Make BlobStoreRepository Aware of ClusterState by original-brownbear · Pull Request #49639 · elastic/elasticsearch

original-brownbear · 2019-11-27T11:39:30Z

This is a preliminary to #49060.

It does not introduce any substantial behavior change to how the blob store repository
operates. What it does is to add all the infrastructure changes around passing the cluster service
to the blob store, associated test changes and a best effort approach to tracking the latest repository
generation on all nodes from cluster state updates. This brings a slight improvement to the consistency by which non-master nodes (or master directly after a failover) will be able to determine the latest
repository generation. It does not however do any tricky checks for the situation after a repository operation (create, delete or cleanup) that could theoretically be used to get even greater accuracy to keep this change simple.
This change does not in any way alter the behavior of the blobstore repository other than adding a better "guess" for the value of the latest repo generation and is mainly intended to isolate the actual logical change to how the repository operates in #49060

This is a preliminary to #49060. It does not introduce any substantial behavior change to how the blob store repository operates. What it does is to add all the infrastructure changes around passing the cluster service to the blob store, associated test changes and a best effort approach to tracking the latest repository generation on all nodes from cluster state updates. This brings a slight improvement to the consistency by which non-master nodes (or master directly after a failover) will be able to determine the latest repository generation. It does not however do any tricky checks for the situation after a repository operation (create, delete or cleanup) that could theoretically be used to get even greater accuracy to keep this change simple. This change does not in any way alter the behavior of the blobstore repository other than adding a better "guess" for the value of the latest repo generation and is mainly intended to isolate the actual logical change to how the repository operates in #49060

elasticmachine · 2019-11-27T11:39:32Z

Pinging @elastic/es-distributed (:Distributed/Snapshot/Restore)

original-brownbear · 2019-11-27T12:04:50Z

@ywelsch @tlrx I know that the practical improvement to resiliency from this change is pretty small (see PR description ... we're always picking up the best known state before an operation), but I think it should take a lot of the pain out of reviewing #49060 by containing almost all non-functional changes in that PR. Let me know what you think :)

ywelsch

Left some comments. Thanks!

server/src/main/java/org/elasticsearch/repositories/blobstore/BlobStoreRepository.java

ywelsch · 2019-11-27T12:54:30Z

server/src/main/java/org/elasticsearch/repositories/blobstore/BlobStoreRepository.java

+    // Inspects all cluster state elements that contain a hint about what the current repository generation is and updates
+    // #latestKnownRepoGen if a newer than currently known generation is found
+    @Override
+    public void applyClusterState(ClusterChangedEvent event) {


I wonder if RepositoriesService should update the relevant repository about changes to their snapshots. RepositoriesService is already a cluster state listener, which means that we don't need an additional lifecycle here.

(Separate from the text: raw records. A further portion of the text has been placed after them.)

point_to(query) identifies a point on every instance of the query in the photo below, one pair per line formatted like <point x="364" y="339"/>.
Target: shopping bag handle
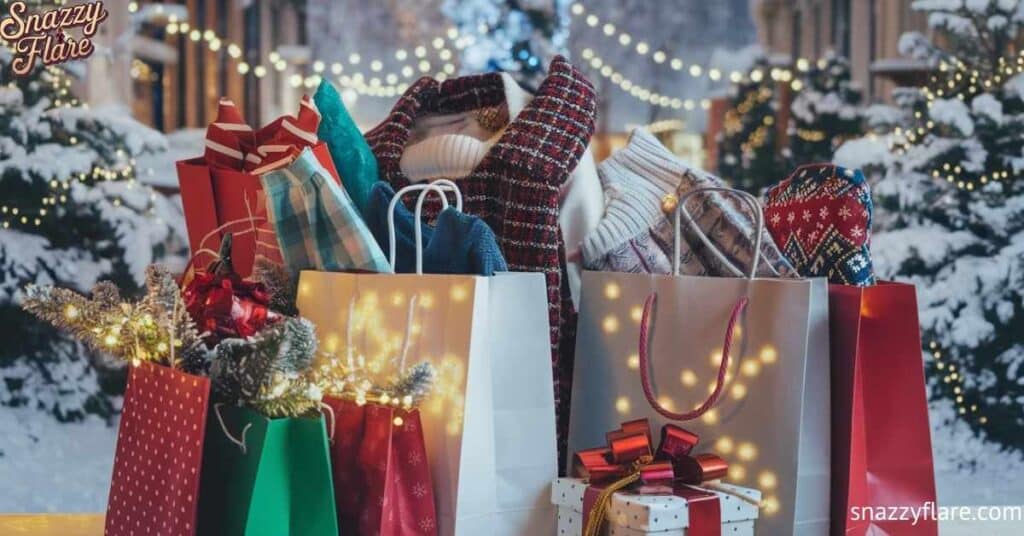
<point x="752" y="205"/>
<point x="223" y="427"/>
<point x="723" y="367"/>
<point x="439" y="187"/>
<point x="328" y="411"/>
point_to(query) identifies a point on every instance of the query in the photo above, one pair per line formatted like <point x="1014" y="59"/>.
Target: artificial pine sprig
<point x="157" y="328"/>
<point x="280" y="284"/>
<point x="270" y="372"/>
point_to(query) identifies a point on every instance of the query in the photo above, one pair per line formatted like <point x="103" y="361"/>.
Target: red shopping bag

This would also be closer to how we inform shards about updates (see IndexShard.updateShardState)

I thought about that initially but then dropped the idea because that would've meant leaking the specifics of BlobStoreRepository into RepositoriesService.
But come to think of it now ... doing this would also save a bit of tricky of code in #49060 to get the initialization of the repo on non-master nodes right.
Let's do it -> will do :)

I wonder if RepositoriesService should update the relevant repository about changes to their snapshots.

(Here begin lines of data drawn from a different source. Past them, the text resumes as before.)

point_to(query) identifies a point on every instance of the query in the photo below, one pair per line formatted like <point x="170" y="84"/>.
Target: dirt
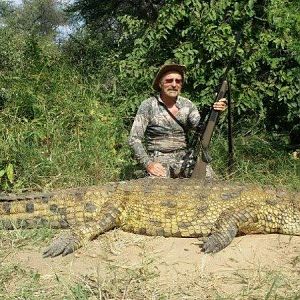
<point x="252" y="267"/>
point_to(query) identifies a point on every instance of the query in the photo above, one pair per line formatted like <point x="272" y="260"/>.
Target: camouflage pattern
<point x="155" y="130"/>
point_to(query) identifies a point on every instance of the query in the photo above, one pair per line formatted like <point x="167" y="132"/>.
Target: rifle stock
<point x="199" y="171"/>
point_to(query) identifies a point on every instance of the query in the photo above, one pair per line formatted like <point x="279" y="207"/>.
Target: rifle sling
<point x="172" y="116"/>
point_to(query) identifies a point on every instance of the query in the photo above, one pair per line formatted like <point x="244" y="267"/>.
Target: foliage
<point x="265" y="76"/>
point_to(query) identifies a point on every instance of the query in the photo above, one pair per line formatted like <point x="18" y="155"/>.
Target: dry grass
<point x="133" y="267"/>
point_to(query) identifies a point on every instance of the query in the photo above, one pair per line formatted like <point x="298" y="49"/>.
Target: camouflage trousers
<point x="177" y="165"/>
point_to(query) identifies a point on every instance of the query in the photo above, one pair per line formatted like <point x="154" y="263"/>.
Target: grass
<point x="113" y="276"/>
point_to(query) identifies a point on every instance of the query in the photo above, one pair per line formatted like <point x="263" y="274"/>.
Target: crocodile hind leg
<point x="227" y="227"/>
<point x="67" y="243"/>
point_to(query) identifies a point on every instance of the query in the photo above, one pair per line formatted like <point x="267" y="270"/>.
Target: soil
<point x="251" y="267"/>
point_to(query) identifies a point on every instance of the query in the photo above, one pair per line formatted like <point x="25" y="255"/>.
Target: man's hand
<point x="156" y="169"/>
<point x="220" y="105"/>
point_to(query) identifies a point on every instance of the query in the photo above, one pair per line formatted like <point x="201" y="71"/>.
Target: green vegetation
<point x="66" y="105"/>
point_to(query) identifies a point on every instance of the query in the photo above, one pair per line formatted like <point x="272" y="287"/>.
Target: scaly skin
<point x="165" y="207"/>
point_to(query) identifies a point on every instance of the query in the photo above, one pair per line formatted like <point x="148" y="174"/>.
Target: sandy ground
<point x="252" y="267"/>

I agree, that seems to be the right thing to do. I'm also not super happy to have BlobStoreRepository have its own lifecycle.

Could I warm your heart for cfb104f maybe? :)
I think in the case of the repositories it's better to pass the whole ClusterState to the repo instead of figuring out what parts go to what repo in RepositoriesService. Otherwise we needlessly waste cycles on the repos that don't require the cluster state (e.g. read-only repos, ccr, ...). Also, in #49060 the parts of the CS that need to be inspected will change, but we may want to keep the current logic from here as BwC fallback which is much easier if we just pass the full ClusterState down.
Also, I realized that I actually had to move the cluster state application method to Repository because of FilterRepository (and upcoming encrypted repo wrapper etc.) so this didn't leak any blob store repo specifics to RepositoriesService after all :)

ywelsch · 2019-11-27T12:56:55Z

server/src/main/java/org/elasticsearch/repositories/blobstore/BlobStoreRepository.java

+        final SnapshotsInProgress snapshotsInProgress = state.custom(SnapshotsInProgress.TYPE);
+        if (snapshotsInProgress != null) {
+            final SnapshotsInProgress.Entry entry = snapshotsInProgress.entries().stream()
+                .filter(e -> e.snapshot().getRepository().equals(repoName)).findFirst()


why findFirst? Let's take the max of all ongoing snapshots for this repo?

Well, currently there's just one entry here at all times. I don't think that will change before this logic gets replaced by the more inolved logic in #49060 and I'm not sure if and when we move to parallel snapshot taking, that those will in fact have different repository generations set (in my prototype for parallel ops they wouldn't have at least ...). Could just assert that the count of snapshots in progress is always 1 here? :)

ywelsch · 2019-11-27T13:00:31Z

server/src/main/java/org/elasticsearch/repositories/blobstore/BlobStoreRepository.java

+        }
+
+        final SnapshotDeletionsInProgress deletionsInProgress = state.custom(SnapshotDeletionsInProgress.TYPE);
+        if (bestGenerationFromCS == RepositoryData.EMPTY_REPO_GEN && deletionsInProgress != null) {


let's remove this extra condition (bestGenerationFromCS == RepositoryData.EMPTY_REPO_GEN), it's an optimization which does not mattter I think and could hurt us later.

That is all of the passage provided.